Kelowna Mortgage Specialist
Getting you the Best Rates.
Questions For Your Mortgage Broker
Best Type of Loan
The mortgage broker would firstly be tasked with assessing your financial requirements, before suggesting suitable loans. In order for the right type of loan to be selected, factors such as the loan term and the kinds of interests rates must be considered. Speak with your broker and have them explain the different types of loans. There are interest-only loans, fixed-rate loans, negative-amortization loans and adjustable-rate loans just to mention some. Before you choose which type is best for you, it is essential to be knowledgeable of all the related information.
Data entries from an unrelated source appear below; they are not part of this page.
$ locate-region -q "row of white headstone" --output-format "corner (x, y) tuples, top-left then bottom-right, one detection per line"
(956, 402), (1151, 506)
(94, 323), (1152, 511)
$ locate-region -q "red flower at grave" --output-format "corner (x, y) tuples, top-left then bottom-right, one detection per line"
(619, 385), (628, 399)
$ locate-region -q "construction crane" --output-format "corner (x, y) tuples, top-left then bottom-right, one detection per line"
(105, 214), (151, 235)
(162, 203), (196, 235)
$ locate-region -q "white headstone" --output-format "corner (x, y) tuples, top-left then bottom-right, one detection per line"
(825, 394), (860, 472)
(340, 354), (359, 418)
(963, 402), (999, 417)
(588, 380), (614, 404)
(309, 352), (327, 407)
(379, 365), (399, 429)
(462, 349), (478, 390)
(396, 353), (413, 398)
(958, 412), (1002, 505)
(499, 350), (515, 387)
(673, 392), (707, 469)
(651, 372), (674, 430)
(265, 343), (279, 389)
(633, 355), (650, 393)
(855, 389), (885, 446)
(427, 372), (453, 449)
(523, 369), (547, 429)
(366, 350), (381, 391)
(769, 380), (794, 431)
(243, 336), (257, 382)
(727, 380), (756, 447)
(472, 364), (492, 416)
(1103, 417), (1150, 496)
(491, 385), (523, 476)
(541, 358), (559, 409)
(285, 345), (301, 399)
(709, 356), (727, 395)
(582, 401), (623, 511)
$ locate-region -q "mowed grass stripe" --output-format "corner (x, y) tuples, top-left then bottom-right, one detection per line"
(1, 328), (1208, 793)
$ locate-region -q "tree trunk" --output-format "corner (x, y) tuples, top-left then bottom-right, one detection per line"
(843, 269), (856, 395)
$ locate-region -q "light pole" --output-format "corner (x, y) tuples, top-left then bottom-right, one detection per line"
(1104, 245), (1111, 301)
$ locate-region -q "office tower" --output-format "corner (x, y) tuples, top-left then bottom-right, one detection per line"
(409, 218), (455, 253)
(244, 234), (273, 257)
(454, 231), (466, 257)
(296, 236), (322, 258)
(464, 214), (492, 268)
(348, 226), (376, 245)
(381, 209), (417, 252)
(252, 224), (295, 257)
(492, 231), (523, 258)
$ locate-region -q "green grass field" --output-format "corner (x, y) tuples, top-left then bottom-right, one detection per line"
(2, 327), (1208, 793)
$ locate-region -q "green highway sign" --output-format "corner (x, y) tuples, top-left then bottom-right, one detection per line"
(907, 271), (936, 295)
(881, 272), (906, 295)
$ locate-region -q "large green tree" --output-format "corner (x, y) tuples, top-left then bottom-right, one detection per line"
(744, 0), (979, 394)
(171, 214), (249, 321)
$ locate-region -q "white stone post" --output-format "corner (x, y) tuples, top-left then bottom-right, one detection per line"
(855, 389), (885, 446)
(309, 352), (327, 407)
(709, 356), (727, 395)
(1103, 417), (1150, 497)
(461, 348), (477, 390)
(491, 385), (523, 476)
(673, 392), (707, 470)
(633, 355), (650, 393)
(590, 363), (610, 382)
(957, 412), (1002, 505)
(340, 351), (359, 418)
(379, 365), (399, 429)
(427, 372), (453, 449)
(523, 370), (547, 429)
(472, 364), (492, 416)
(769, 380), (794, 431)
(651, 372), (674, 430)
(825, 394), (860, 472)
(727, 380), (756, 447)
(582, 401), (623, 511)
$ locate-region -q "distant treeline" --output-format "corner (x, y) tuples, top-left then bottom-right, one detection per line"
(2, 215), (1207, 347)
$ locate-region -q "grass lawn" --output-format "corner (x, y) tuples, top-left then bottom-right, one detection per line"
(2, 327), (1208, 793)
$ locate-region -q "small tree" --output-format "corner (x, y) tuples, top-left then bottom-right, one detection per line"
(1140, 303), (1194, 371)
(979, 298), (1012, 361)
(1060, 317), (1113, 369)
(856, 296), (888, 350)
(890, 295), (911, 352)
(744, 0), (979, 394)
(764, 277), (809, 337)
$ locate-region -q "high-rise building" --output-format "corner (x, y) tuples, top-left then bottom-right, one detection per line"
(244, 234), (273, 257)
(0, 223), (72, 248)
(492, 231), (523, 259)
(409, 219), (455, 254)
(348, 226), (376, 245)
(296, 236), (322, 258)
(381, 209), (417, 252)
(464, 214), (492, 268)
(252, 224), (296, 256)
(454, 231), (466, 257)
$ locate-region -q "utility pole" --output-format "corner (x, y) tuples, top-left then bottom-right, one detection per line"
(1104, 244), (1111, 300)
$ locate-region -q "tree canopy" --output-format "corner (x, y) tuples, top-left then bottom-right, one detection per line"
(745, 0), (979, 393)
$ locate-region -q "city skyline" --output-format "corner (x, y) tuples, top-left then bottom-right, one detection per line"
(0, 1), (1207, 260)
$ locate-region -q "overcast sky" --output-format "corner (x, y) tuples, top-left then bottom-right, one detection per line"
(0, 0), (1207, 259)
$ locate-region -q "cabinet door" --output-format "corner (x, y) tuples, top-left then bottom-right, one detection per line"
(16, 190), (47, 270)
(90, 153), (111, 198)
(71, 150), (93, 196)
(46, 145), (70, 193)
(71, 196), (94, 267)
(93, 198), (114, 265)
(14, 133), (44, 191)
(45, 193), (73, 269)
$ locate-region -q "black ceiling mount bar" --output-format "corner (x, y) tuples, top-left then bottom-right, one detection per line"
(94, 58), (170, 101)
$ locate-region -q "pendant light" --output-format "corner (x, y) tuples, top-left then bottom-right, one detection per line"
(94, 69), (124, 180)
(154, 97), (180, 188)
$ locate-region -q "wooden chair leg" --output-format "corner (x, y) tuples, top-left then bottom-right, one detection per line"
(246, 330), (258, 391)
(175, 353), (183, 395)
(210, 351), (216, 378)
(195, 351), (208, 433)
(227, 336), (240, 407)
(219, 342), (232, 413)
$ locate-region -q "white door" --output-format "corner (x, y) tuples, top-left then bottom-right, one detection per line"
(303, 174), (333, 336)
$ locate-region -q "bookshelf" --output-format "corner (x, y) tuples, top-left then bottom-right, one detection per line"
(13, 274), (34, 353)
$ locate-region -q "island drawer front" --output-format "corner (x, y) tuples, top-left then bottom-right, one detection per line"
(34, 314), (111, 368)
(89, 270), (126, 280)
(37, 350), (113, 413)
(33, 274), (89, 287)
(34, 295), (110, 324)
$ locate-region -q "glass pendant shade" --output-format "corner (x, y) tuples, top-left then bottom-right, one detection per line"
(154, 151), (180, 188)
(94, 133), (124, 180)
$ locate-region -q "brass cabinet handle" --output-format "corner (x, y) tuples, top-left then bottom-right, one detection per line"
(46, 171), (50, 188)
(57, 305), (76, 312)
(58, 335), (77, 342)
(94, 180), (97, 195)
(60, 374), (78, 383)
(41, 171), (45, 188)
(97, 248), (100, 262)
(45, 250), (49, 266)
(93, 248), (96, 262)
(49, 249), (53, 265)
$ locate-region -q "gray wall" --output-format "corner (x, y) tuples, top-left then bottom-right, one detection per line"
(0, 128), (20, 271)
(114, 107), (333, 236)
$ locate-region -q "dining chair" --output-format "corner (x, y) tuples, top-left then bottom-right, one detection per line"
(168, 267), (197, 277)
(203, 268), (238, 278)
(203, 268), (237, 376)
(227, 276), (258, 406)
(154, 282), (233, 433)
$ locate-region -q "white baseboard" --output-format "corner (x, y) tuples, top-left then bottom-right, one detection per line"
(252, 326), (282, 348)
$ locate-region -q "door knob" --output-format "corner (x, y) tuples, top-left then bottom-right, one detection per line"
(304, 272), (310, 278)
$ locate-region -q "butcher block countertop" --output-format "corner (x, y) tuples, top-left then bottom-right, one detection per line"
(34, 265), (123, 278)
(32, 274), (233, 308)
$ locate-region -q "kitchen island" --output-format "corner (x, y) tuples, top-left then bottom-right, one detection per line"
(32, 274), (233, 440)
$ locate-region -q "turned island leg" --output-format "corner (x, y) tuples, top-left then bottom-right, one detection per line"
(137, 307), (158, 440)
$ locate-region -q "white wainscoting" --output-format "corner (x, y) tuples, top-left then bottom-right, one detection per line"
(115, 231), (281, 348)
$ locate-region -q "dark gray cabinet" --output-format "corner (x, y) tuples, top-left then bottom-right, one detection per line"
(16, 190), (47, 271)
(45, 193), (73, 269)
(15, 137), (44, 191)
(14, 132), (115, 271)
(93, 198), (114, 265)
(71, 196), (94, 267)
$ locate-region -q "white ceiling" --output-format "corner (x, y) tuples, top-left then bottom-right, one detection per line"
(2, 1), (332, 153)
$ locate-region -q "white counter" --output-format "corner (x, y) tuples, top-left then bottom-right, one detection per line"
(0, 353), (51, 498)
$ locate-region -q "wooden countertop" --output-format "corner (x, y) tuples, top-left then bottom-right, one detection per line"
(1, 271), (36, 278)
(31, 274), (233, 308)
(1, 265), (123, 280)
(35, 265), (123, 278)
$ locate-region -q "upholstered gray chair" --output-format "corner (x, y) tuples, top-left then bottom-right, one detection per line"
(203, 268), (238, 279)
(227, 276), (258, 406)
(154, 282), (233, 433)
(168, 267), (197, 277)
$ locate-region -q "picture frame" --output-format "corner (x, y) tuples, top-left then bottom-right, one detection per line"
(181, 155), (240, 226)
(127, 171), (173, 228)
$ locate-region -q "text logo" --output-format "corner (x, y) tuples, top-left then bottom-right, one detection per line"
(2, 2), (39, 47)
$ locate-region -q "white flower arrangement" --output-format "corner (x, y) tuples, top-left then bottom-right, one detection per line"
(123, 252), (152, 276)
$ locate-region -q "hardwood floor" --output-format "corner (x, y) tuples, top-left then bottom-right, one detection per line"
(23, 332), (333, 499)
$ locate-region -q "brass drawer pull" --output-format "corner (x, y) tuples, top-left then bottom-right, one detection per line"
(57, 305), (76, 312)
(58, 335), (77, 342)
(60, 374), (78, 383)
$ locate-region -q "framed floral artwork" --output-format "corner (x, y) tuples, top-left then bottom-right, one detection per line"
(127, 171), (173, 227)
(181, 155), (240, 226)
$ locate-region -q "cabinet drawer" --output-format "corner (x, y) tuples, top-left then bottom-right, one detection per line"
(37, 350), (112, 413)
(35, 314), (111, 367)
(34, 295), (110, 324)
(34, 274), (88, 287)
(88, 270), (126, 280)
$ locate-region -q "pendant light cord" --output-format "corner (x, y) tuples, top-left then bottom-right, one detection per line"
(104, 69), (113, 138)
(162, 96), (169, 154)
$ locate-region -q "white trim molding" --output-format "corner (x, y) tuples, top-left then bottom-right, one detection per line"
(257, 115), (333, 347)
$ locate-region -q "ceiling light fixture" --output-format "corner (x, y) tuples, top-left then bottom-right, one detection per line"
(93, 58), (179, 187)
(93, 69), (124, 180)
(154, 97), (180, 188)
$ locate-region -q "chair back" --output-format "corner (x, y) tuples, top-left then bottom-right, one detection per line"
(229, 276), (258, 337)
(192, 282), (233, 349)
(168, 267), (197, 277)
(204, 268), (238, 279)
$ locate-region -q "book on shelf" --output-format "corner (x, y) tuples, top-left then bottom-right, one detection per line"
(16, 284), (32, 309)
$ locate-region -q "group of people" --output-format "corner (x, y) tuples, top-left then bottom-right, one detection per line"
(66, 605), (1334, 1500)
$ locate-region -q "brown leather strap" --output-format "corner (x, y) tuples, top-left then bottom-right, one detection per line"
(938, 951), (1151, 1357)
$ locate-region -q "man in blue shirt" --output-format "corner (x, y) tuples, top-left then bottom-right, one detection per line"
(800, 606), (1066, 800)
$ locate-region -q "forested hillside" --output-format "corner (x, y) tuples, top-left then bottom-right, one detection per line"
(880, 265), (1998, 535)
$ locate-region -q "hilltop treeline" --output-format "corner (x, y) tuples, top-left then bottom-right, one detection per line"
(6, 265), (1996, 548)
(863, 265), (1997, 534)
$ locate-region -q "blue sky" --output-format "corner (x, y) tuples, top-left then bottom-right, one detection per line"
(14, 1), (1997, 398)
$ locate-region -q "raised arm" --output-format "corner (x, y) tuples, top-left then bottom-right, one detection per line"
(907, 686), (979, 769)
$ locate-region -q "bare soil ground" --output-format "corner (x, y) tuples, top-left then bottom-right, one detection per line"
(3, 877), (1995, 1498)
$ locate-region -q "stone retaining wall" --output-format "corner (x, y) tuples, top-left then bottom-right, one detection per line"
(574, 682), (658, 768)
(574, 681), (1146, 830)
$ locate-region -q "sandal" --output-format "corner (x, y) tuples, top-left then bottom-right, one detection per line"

Annual Percentage Rate and Rate of Interest
The annual percentage rate or also known as APR establishes the expenses you will incur over the length of your loan. Generally, the APR is higher compared to the interest rate as it comprises fees and loan transaction costs over top of the charged interest.
Costs Involved and GFE
Apart from the brokerage fee, you will be needed to pay towards third party costs, which consists of: credit report, pest inspection reports, and fees for property appraisal, escrow if applicable, taxes and recording fees. Make sure you have a clear idea regarding each of these costs. It is essential to clarify any concerns you have with the broker ahead of time. Be sure you ask any questions if you feel that you are being forced to take out any extra insurance, or feel that you are being unfairly charged for a service.
In 3 days from the date you applied, a good lender must be able to provide a GFE or also known as Good Faith Estimate, which is an estimate of these fees and charges. According to federal law, a GFE can be offered and if the lender does not do this or does not offer a guarantee for his estimate, it is better to look for a different lender.
Prepayment Penalties
Prepayment penalties are no longer allowed in all the US states. You will need to ask your broker if there would be any fees for prepayment charged by the lenders. If the charges are allowed by the state and you choose clear the loan prior to the end of the term, check out whether or not the loan comes with a pre-payment penalty. It is better to stay away from mortgages which come with such a penalty since they do not allow you the flexibility to become debt-free sooner.
You will have to pay the equivalent to 6 months of interest when there is a soft prepayment penalty. This payment is paid upon refinancing, or nothing is paid if the property is going to be sold. Where a hard prepayment penalty is concerned, you will have to pay a penalty for a specific amount of time whether or not your sell the house or refinance it. To be able to avoid a loss in the future, accept the prepayment penalty clause only if you are certain you would stay in the house until the mortgage is finish.
At the time of the loan transaction, it is imperative that you talk about all of the above questions with the broker. Brokers will not be able to guarantee a specific time for funding since this time and date will be decided by the lender.